Ez. 34,11-12.15-17        1 Cor 15,20-26.28              Mc 11,9.10

OMELIA

Nella solennità di Cristo Re, la Chiesa ci proietta in quello che sarà il mondo finale, quando Cristo sarà tutto in tutti e consegnerà il regno al Padre. Davanti al cammino della storia coltiviamo sempre l'orizzonte della gloria eterna, quando il Cristo sarà il Signore del cosmo e della storia. In questo compimento avremo realizzato veramente la nostra vita.
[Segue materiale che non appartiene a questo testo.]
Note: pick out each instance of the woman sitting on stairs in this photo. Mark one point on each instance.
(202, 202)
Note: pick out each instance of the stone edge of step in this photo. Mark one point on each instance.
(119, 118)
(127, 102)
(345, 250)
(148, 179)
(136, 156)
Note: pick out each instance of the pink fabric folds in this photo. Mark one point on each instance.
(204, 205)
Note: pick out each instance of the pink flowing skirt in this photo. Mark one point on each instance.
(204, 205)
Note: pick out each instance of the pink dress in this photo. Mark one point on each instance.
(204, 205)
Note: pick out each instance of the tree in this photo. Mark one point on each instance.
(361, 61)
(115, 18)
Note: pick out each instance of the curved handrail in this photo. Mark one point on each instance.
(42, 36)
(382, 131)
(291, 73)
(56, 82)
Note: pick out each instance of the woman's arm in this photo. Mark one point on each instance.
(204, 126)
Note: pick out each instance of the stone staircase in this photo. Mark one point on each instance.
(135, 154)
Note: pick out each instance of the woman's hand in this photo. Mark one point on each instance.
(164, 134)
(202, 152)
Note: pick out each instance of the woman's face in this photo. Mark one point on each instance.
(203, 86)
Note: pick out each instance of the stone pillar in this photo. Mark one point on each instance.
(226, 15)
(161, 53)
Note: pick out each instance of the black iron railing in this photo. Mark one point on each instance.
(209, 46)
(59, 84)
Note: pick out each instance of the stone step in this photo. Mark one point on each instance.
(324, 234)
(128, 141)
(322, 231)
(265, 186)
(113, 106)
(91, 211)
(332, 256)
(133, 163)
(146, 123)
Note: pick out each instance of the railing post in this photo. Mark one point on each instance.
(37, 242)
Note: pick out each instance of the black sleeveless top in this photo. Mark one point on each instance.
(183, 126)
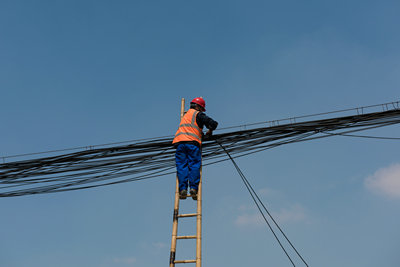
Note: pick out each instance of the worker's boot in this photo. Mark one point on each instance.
(183, 194)
(193, 193)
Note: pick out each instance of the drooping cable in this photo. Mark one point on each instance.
(258, 202)
(146, 159)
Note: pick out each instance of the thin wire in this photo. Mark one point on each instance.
(253, 193)
(153, 158)
(364, 136)
(393, 106)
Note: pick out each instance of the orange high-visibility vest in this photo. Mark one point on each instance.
(188, 129)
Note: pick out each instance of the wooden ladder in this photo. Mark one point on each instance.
(177, 216)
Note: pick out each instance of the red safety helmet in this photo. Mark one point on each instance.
(199, 101)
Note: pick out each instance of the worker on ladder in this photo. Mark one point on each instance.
(187, 142)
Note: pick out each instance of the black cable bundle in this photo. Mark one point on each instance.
(155, 157)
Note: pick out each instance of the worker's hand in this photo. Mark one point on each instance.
(208, 134)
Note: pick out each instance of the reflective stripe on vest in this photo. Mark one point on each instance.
(188, 129)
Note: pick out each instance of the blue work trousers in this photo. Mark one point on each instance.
(188, 163)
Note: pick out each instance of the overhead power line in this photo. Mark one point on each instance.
(258, 202)
(151, 158)
(357, 110)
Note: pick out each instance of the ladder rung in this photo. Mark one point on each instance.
(186, 261)
(187, 215)
(186, 237)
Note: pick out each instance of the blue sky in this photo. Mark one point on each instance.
(77, 73)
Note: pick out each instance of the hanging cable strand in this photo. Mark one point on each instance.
(150, 158)
(258, 202)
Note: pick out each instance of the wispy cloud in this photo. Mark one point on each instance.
(385, 181)
(295, 213)
(130, 261)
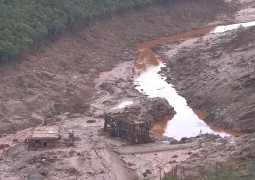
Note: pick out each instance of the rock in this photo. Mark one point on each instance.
(175, 156)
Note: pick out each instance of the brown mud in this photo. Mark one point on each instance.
(73, 81)
(215, 73)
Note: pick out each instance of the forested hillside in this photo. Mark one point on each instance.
(24, 23)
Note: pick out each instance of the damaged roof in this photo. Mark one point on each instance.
(45, 132)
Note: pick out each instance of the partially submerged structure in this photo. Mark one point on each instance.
(43, 137)
(128, 125)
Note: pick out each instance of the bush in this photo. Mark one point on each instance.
(26, 22)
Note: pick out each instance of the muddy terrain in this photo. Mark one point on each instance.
(72, 82)
(215, 73)
(61, 77)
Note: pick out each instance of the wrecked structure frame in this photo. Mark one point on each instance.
(119, 125)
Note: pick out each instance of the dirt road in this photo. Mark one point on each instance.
(215, 73)
(65, 84)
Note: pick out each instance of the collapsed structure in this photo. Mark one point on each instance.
(43, 137)
(128, 125)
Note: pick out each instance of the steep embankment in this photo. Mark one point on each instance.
(59, 77)
(216, 74)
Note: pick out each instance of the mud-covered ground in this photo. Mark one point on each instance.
(61, 77)
(70, 83)
(216, 74)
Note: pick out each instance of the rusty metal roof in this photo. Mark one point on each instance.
(45, 132)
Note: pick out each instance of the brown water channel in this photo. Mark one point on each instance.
(186, 122)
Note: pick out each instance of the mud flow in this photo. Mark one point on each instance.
(186, 122)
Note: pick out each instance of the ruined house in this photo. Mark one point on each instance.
(43, 137)
(128, 125)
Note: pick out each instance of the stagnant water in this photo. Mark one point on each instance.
(186, 123)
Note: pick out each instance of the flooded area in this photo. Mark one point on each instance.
(186, 122)
(123, 104)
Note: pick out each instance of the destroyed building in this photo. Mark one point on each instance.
(43, 137)
(129, 125)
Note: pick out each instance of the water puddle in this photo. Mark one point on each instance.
(123, 104)
(221, 29)
(186, 122)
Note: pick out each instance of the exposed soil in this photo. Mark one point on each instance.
(215, 73)
(60, 77)
(72, 82)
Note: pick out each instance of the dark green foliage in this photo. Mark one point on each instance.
(26, 22)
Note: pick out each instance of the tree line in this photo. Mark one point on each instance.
(24, 23)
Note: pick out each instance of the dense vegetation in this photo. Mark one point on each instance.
(24, 23)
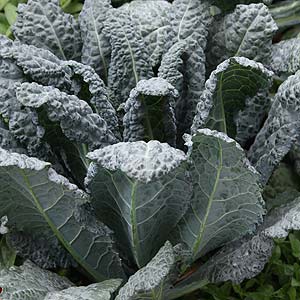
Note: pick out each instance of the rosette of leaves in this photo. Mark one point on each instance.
(136, 144)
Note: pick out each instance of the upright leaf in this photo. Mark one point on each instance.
(76, 118)
(29, 282)
(7, 254)
(246, 32)
(129, 57)
(280, 131)
(140, 190)
(40, 202)
(152, 18)
(227, 93)
(149, 112)
(96, 47)
(285, 57)
(42, 23)
(99, 98)
(187, 33)
(96, 291)
(250, 120)
(226, 202)
(38, 64)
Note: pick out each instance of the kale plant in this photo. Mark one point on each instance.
(136, 145)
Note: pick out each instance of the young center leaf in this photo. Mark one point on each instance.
(227, 92)
(149, 112)
(140, 190)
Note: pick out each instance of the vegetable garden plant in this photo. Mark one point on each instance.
(140, 146)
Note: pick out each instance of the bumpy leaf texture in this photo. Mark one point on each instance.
(129, 56)
(183, 64)
(96, 48)
(40, 202)
(246, 258)
(77, 120)
(285, 57)
(152, 18)
(227, 99)
(38, 250)
(140, 190)
(149, 112)
(230, 5)
(226, 202)
(280, 131)
(97, 291)
(29, 282)
(154, 280)
(246, 32)
(43, 23)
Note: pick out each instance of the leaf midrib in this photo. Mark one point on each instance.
(210, 201)
(57, 232)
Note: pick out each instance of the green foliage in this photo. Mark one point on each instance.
(139, 143)
(279, 280)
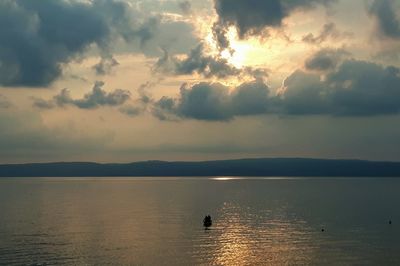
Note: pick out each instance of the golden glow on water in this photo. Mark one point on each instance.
(151, 222)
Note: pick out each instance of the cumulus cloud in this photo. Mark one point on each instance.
(198, 62)
(185, 6)
(355, 88)
(105, 66)
(96, 98)
(251, 17)
(24, 135)
(388, 21)
(329, 32)
(37, 37)
(325, 59)
(215, 102)
(352, 88)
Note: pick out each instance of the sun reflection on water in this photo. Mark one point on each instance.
(244, 239)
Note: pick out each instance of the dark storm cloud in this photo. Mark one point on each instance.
(96, 98)
(251, 17)
(353, 88)
(325, 59)
(37, 36)
(215, 102)
(388, 21)
(105, 65)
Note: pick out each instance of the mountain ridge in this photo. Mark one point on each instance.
(291, 167)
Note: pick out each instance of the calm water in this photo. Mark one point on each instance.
(153, 221)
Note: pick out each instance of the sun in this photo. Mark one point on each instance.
(239, 50)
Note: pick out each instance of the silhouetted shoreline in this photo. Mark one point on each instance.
(278, 167)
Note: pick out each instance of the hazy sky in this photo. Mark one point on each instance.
(128, 80)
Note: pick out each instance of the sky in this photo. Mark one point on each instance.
(133, 80)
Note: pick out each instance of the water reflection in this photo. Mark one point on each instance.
(152, 222)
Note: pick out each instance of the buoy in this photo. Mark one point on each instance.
(207, 222)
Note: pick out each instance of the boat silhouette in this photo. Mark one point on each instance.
(207, 222)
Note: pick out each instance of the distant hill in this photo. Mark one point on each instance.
(244, 167)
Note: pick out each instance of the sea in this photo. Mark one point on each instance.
(159, 221)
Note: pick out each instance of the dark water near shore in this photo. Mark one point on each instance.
(157, 221)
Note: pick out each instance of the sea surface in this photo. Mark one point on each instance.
(158, 221)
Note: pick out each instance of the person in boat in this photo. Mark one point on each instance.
(207, 222)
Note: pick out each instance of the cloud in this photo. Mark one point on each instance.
(198, 62)
(185, 6)
(352, 88)
(24, 135)
(329, 31)
(131, 110)
(105, 65)
(94, 99)
(385, 13)
(355, 88)
(252, 17)
(325, 59)
(215, 102)
(37, 37)
(4, 102)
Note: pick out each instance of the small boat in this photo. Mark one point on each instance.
(207, 222)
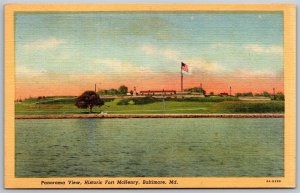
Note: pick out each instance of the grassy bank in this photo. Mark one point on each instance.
(65, 105)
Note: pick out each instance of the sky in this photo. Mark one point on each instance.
(60, 54)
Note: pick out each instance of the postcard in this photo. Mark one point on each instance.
(150, 96)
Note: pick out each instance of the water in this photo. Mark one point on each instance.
(149, 147)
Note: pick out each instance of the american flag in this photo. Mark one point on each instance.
(184, 67)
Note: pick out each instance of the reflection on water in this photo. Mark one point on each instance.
(149, 147)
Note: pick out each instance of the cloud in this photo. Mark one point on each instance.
(201, 65)
(162, 52)
(263, 49)
(23, 71)
(45, 44)
(119, 66)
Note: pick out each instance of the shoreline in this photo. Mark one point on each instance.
(114, 116)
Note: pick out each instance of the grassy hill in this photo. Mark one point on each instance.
(65, 105)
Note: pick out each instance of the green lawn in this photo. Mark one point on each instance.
(65, 105)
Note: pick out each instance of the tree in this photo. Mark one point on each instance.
(123, 89)
(89, 99)
(196, 89)
(279, 96)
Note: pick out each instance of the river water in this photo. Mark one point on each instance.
(192, 147)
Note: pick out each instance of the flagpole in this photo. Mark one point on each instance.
(181, 78)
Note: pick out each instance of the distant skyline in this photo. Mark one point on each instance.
(67, 53)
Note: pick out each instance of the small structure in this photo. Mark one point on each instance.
(157, 92)
(223, 94)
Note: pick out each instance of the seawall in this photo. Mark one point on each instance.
(91, 116)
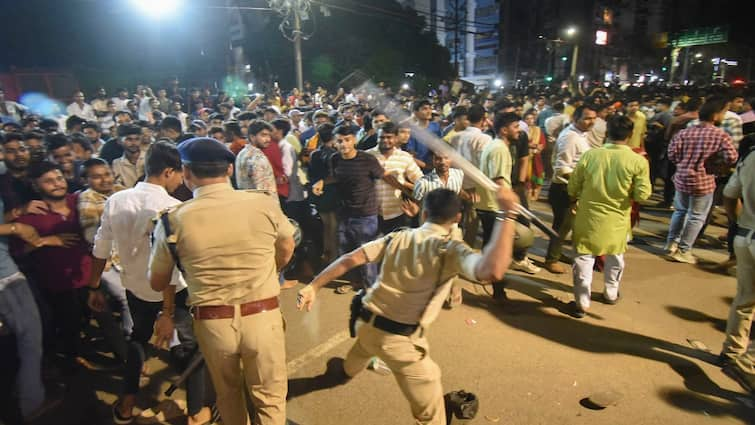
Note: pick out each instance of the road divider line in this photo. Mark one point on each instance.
(317, 352)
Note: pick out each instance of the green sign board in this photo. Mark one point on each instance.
(700, 36)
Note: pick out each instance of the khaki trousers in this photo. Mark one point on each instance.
(247, 350)
(743, 305)
(417, 375)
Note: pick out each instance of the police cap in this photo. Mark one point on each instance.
(204, 149)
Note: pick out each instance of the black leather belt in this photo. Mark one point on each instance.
(388, 325)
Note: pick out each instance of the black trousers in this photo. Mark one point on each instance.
(563, 220)
(145, 314)
(68, 315)
(392, 224)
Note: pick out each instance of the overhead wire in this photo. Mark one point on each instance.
(403, 19)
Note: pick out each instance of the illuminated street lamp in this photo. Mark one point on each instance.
(571, 32)
(157, 8)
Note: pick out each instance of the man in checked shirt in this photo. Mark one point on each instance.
(694, 150)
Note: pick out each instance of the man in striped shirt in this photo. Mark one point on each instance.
(402, 167)
(694, 150)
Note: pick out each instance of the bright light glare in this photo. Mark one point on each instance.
(157, 8)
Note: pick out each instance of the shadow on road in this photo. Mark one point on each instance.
(586, 335)
(697, 316)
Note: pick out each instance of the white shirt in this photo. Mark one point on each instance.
(570, 146)
(554, 125)
(127, 223)
(470, 144)
(86, 111)
(291, 169)
(120, 104)
(597, 134)
(401, 164)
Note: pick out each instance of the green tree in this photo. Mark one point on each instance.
(383, 44)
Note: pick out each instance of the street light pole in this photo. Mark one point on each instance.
(574, 57)
(297, 50)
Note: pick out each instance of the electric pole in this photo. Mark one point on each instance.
(297, 50)
(293, 12)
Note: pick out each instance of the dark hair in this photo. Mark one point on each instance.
(420, 103)
(389, 127)
(73, 121)
(442, 206)
(57, 141)
(208, 170)
(620, 127)
(13, 137)
(258, 125)
(246, 115)
(82, 140)
(116, 114)
(129, 130)
(282, 124)
(33, 135)
(503, 104)
(48, 125)
(693, 104)
(233, 128)
(171, 123)
(345, 130)
(712, 106)
(581, 111)
(38, 169)
(476, 113)
(160, 156)
(91, 163)
(325, 132)
(502, 120)
(91, 124)
(460, 111)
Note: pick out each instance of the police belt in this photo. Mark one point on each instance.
(743, 231)
(210, 312)
(386, 324)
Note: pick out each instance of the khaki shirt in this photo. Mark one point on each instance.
(742, 185)
(418, 267)
(126, 173)
(225, 241)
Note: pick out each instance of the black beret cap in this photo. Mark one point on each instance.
(204, 149)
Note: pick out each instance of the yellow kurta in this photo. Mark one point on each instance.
(606, 181)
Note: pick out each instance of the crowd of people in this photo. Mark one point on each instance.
(82, 240)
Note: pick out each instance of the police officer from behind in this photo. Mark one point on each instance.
(738, 361)
(230, 263)
(418, 268)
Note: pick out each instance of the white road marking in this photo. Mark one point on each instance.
(317, 352)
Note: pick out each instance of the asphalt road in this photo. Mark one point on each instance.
(527, 361)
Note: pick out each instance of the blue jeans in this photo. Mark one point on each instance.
(689, 216)
(111, 283)
(20, 313)
(353, 232)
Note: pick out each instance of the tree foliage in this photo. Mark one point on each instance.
(383, 46)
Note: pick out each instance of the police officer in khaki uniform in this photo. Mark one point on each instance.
(230, 245)
(418, 267)
(738, 360)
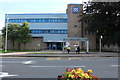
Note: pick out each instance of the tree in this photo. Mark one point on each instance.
(24, 34)
(12, 32)
(18, 33)
(104, 19)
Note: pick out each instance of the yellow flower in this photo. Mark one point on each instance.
(80, 70)
(72, 76)
(86, 75)
(89, 70)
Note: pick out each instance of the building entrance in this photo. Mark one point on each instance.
(54, 46)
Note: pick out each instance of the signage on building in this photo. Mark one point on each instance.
(75, 9)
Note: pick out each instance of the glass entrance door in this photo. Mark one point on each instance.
(54, 46)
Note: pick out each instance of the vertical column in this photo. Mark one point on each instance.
(74, 26)
(87, 46)
(63, 46)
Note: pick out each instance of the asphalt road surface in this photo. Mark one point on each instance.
(51, 67)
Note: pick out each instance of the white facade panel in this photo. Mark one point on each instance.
(48, 25)
(32, 16)
(51, 37)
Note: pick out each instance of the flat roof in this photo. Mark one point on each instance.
(38, 14)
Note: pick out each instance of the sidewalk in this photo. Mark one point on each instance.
(59, 54)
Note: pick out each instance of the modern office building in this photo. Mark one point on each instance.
(49, 30)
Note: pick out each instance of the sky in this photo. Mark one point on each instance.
(33, 6)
Tutto questo si attuerà in pienezza nella bellezza del paradiso, perché nel cammino della nostra esistenza, abbiamo assunto i sentimenti e gli atteggiamenti di Gesù. Infatti, quando noi ascoltiamo il brano evangelico poc'anzi udito, noi non abbiamo nient’altro che l’espressione della storia di Gesù, il quale è entrato nelle vicende degli uomini per infondere nel cuore di ogni persona la vera speranza nella costruzione del quotidiano. Egli ha incontrato le diverse esperienze di povertà storica e le ha assunte, per infondervi quella novità di vita che viene dall’alto, in modo che ogni uomo potesse sentirsi vero ed autentico. Gesù è entrato nella storia per dire ad ogni uomo che è oggetto del suo amore inesauribile. Ora, davanti a questo orizzonte, Gesù ci pone la domanda se anche noi abbiamo assunto o assumiamo i suoi sentimenti. Per dare compimento a tale progetto, la Parola che abbiamo udito ci pone dinnanzi tre passaggi.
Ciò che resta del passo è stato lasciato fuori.